When a person encounters financial hardships such as a layoff or high medical bills, they may be able to get some relief by asking for a loan modification from their mortgage lender. However, many clients aren’t approved the first time they ask, and it may be beneficial to hire a Rockville loan modification law firm. Below are some of the most common reasons for loan modification denial.
The Lender Believes the Client Can Afford the Current Terms
Many modifications are denied because clients didn’t show the lender a good reason for the default. Financial hardships must be proven, and if they’re not, the lender may think that the client just doesn’t want to repay the loan. If someone loses their job and doesn’t fully explain the lost income, the modification will be denied.
The Client Cannot Afford Even a Modified Mortgage
If a person has proven financial hardship to the extent where a lender does not believe they can make any payments, the modification won’t be approved. However, if the client has other, undisclosed income or if the lender incorrectly calculated the amount owed, it may be possible to file an appeal.
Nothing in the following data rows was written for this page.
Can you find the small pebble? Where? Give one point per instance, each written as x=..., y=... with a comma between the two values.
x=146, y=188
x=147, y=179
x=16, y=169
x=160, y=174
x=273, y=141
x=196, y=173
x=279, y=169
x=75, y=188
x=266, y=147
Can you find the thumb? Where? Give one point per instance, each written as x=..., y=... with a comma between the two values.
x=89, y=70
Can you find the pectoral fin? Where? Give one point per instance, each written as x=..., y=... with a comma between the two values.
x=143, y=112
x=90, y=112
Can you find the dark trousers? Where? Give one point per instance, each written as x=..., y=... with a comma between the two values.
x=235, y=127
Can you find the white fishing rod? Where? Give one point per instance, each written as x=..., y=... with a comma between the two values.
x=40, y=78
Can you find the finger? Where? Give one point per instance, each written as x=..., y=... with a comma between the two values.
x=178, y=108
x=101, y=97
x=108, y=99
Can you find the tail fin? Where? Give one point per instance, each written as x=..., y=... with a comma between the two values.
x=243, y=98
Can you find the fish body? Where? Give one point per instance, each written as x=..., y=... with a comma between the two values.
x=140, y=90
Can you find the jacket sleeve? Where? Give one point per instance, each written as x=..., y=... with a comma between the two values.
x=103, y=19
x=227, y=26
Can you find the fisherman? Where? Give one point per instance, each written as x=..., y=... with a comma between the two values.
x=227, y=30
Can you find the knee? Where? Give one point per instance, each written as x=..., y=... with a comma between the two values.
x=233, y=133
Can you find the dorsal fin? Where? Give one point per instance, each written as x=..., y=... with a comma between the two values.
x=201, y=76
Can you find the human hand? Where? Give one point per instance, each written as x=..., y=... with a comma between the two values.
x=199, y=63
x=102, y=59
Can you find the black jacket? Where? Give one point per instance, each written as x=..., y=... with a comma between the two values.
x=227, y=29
A Previously Approved Loan Modification
If a borrower has had a loan modification within the past year, they cannot get another one even if they’ve gone through a marked change in circumstances. As far as the mortgage lender sees it, the client has already gotten a reprieve, and they’re not getting another. Depending on the foreclosure schedule, a client may be able to try again after one year has passed.
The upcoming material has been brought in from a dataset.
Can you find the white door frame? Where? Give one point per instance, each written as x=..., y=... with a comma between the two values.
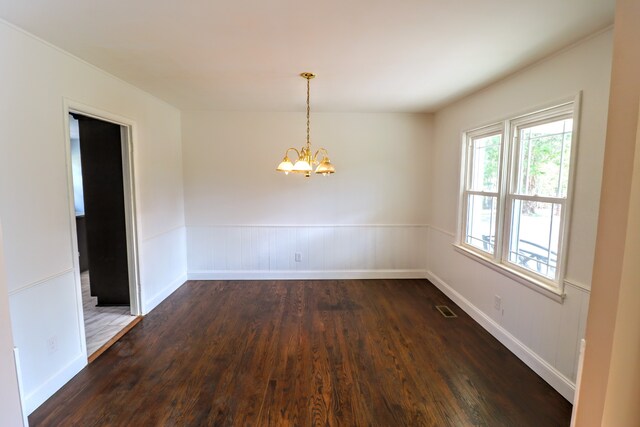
x=128, y=139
The Documents Aren’t Finished
This is one of the most common reasons for mortgage modification denial, and it’s also one of the most preventable. A Rockville loan modification law firm can help clients properly fill and submit the necessary paperwork.
The Hardship Is Not Legitimate
Similar to the first reason on this list, a client can get a denial because they have not fully documented their financial difficulties. For success, one must come up with enough proof that they’ve gone through a hardship. It may be necessary to include additional information such as medical bills and other sudden expenses that have prevented the client from making timely mortgage payments.